Anche se il solo pensiero la disgustava.
«Qui
vicino c’è una caserma, poco prima dell’accesso verso il deserto.» informò
Joshua, che conosceva benissimo quel posto. Vi era stato rinchiuso, una volta.
«Allora
tu sai come fare per prenderlo…dico bene?» insinuò Cassandra, con lingua
malevola. Il ragazzo non rispose alla provocazione.
«Riuscirò
a prenderne solo uno però.».
«Non
importa, uno basta.».
«Ma
siamo in quattro. Un cavallo riesce a portare al massimo due persone.».
«Una
la porterò io.».
«Ma
non sei in forze. E poi ci sono troppe guardie per passare inosservati dalla
porta.» disse Andrea. Cassandra mangiava in silenzio, mentre osservava Elisa. I
suoi occhi diventarono gialli, sogghignò, e il suo sguardo divenne maligno. E
un ricordo le balenò in mente.
«Mi
hai tradita!» urlò Cassandra, tra le lacrime, coprendosi con un velo.

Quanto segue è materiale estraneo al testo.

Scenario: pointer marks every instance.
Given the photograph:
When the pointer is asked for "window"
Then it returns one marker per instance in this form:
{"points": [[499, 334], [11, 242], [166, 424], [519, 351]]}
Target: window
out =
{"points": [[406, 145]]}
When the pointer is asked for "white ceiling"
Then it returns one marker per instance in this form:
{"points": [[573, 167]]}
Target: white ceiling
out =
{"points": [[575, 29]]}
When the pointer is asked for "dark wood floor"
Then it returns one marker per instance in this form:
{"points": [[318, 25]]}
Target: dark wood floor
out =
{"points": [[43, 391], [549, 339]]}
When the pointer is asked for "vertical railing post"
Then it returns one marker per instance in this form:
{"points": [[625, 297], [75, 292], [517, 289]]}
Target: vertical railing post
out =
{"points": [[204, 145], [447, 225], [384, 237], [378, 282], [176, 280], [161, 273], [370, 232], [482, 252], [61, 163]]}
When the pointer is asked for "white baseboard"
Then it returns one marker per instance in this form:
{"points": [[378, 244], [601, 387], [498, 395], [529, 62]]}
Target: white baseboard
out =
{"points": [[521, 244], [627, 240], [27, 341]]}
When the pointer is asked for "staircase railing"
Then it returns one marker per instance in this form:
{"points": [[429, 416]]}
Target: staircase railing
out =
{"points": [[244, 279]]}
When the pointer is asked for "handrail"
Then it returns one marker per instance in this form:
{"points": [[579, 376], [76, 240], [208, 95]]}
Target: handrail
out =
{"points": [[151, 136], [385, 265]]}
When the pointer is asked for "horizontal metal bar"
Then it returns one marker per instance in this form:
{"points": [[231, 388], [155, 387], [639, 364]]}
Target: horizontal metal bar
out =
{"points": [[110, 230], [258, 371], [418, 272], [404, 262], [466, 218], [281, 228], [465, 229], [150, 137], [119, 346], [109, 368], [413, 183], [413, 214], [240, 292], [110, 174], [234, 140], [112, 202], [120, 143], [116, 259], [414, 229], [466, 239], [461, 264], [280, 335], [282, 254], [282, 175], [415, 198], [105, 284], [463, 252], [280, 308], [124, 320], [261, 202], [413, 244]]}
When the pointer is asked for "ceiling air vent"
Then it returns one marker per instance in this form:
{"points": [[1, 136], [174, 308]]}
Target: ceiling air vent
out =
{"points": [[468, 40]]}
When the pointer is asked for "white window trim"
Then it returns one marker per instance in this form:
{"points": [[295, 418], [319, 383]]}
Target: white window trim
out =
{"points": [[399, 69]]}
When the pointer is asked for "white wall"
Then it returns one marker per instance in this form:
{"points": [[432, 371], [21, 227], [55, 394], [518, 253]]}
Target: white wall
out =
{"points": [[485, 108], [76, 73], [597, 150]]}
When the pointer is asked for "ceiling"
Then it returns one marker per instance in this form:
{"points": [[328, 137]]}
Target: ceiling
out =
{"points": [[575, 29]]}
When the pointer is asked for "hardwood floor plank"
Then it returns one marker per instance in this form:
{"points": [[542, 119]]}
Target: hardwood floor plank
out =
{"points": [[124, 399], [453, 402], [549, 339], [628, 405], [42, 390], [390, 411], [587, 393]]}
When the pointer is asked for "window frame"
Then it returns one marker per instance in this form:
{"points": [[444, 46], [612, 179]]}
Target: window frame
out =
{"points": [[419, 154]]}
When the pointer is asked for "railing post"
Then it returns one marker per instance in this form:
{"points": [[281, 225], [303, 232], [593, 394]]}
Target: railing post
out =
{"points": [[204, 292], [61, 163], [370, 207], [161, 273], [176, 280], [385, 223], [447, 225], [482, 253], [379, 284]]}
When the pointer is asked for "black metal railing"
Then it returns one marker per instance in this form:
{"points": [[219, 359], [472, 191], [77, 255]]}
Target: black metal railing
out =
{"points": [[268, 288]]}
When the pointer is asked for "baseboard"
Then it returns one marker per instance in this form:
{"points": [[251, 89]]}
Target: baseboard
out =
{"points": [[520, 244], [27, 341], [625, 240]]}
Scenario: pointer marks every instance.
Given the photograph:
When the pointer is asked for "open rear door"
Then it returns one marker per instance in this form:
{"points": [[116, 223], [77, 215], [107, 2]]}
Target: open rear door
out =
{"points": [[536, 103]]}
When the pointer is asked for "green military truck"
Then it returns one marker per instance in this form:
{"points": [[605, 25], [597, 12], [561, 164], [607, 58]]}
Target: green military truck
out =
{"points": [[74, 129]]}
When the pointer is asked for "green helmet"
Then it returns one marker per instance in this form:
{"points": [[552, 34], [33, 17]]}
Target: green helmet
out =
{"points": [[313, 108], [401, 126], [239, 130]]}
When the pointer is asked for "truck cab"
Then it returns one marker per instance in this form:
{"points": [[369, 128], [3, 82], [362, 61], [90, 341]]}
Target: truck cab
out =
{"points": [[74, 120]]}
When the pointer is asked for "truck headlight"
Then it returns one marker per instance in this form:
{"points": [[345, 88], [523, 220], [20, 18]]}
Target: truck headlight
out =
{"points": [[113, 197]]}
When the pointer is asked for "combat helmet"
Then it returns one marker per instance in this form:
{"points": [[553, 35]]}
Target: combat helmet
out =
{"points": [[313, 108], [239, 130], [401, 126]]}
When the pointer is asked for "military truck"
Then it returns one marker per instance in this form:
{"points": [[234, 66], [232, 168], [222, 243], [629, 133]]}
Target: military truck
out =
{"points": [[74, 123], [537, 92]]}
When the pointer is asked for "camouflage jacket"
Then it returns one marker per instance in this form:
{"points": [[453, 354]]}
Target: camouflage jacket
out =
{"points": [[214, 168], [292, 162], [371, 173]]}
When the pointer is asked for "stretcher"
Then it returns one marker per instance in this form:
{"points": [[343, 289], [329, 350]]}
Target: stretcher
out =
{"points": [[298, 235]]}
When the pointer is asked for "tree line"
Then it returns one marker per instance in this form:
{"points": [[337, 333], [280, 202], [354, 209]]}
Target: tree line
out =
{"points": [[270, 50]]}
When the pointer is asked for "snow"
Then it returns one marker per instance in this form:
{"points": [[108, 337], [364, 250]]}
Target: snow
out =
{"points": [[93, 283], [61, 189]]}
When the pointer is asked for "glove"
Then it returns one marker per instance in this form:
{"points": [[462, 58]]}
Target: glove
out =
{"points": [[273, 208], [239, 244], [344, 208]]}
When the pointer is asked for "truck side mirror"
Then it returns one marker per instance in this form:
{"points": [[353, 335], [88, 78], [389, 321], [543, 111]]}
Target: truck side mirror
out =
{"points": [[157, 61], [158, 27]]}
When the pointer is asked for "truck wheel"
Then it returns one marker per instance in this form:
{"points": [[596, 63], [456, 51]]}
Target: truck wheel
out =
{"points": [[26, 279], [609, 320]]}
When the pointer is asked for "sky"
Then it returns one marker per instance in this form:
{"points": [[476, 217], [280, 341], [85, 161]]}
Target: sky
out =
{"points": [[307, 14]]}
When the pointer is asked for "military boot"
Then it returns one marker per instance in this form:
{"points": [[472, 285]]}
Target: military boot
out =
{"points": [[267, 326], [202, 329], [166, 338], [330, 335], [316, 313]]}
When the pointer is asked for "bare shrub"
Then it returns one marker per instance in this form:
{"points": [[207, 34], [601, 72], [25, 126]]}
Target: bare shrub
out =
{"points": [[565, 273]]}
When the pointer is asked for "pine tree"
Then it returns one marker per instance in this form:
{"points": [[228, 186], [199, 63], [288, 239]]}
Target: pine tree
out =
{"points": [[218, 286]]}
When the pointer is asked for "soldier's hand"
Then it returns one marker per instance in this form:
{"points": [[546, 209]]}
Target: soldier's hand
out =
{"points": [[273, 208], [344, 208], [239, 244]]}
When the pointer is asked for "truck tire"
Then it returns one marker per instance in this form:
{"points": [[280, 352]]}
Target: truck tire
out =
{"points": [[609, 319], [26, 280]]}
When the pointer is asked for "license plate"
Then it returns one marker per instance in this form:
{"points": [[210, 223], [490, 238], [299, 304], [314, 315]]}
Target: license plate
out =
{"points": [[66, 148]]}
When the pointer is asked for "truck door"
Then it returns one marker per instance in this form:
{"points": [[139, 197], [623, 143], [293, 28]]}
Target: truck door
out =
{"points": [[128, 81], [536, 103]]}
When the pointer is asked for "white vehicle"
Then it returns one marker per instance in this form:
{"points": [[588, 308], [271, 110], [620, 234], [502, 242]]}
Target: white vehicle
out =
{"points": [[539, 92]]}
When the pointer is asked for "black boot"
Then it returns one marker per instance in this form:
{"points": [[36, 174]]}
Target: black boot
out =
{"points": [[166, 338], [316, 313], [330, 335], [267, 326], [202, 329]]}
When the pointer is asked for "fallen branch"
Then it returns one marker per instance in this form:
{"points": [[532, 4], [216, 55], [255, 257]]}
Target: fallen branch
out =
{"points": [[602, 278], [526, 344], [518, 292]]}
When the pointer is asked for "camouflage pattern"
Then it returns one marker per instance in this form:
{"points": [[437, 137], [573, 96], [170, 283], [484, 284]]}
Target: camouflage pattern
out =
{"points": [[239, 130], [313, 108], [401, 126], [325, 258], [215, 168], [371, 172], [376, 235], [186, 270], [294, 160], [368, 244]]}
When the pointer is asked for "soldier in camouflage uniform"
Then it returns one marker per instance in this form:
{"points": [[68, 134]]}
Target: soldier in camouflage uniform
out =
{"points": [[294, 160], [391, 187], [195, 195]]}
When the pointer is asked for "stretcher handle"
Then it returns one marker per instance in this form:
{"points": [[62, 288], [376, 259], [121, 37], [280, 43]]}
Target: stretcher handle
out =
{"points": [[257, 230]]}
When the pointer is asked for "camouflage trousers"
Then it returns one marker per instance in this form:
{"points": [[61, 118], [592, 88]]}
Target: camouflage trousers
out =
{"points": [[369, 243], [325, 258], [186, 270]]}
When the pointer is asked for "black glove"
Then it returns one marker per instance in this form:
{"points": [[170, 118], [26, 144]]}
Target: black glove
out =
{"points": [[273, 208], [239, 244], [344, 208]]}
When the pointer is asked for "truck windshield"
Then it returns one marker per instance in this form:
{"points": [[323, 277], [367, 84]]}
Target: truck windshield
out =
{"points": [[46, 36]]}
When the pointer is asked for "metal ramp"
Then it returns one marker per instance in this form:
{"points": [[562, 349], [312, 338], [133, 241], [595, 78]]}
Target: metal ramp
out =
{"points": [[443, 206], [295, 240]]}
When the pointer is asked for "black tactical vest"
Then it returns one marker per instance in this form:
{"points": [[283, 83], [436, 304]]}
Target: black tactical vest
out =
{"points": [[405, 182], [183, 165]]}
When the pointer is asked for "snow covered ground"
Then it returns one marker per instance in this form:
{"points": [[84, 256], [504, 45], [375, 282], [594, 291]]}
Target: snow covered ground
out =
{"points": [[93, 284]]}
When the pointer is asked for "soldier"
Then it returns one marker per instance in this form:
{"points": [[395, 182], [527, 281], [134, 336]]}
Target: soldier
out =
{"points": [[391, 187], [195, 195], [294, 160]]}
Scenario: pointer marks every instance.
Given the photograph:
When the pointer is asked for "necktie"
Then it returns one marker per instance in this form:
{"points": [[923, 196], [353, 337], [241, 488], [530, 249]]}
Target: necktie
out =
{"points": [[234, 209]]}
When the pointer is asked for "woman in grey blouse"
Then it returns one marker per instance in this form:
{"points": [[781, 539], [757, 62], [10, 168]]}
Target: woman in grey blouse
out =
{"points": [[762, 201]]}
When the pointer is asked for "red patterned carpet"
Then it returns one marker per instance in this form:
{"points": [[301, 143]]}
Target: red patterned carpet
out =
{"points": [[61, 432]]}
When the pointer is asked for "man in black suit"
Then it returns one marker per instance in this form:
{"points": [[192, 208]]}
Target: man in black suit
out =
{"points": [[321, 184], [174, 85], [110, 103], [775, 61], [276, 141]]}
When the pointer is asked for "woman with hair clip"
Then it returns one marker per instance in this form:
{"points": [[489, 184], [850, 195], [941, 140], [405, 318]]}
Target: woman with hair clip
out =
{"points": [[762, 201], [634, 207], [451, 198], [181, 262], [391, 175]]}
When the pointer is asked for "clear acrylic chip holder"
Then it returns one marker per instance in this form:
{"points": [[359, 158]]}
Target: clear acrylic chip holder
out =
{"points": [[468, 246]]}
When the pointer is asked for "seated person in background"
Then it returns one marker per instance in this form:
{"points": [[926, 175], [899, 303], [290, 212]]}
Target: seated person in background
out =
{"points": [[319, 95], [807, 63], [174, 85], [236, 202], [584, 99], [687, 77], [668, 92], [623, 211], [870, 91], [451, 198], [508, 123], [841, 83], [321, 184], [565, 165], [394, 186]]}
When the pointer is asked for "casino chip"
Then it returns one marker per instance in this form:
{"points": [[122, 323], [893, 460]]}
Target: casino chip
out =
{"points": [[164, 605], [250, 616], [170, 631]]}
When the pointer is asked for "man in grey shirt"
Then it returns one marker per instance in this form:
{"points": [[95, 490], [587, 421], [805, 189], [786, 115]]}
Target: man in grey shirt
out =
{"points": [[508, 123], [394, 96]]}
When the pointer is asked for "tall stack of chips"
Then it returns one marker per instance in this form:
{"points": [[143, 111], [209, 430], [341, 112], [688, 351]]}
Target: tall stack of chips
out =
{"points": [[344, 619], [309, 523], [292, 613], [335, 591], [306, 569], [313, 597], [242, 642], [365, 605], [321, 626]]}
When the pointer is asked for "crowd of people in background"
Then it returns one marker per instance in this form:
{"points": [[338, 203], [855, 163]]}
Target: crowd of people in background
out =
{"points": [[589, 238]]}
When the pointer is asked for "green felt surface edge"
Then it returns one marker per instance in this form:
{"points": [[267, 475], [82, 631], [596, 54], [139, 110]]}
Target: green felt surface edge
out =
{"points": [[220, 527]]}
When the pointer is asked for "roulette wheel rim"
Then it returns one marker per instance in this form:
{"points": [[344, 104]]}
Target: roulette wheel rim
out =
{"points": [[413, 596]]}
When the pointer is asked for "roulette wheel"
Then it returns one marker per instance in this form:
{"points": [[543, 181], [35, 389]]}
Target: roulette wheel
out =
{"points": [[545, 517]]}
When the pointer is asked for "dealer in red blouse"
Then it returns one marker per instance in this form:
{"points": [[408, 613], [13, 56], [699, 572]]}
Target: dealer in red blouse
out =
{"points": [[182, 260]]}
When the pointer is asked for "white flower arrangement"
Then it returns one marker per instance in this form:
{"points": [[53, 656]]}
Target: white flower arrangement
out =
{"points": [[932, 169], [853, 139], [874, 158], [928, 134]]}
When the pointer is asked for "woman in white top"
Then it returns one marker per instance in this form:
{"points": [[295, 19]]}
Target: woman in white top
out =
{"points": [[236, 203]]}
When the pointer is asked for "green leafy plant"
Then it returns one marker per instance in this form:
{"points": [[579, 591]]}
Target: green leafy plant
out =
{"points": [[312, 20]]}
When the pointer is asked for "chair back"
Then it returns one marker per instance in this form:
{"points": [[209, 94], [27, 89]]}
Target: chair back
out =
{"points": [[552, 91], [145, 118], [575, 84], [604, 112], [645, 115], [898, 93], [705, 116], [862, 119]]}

Elisa,
tornando alla forma umana, sogghignò. Gli occhi gialli. La voce distorta.
«Stupida
umana, che credevi? Che mi fossi innamorata di te?».
«A
loro ci penserò io.» e un brivido freddo passò per i due giovani che la
guardavano. Uno per lo spavento, l’altra per l’eccitazione. Più la guardava e
più la desiderava.
Ero alla
ricerca di un sogno.
Lo bramavo,
e lo cercavo nella carne.
E ora, nel
buio della notte… quel sogno sta prendendo le forme di un corpo.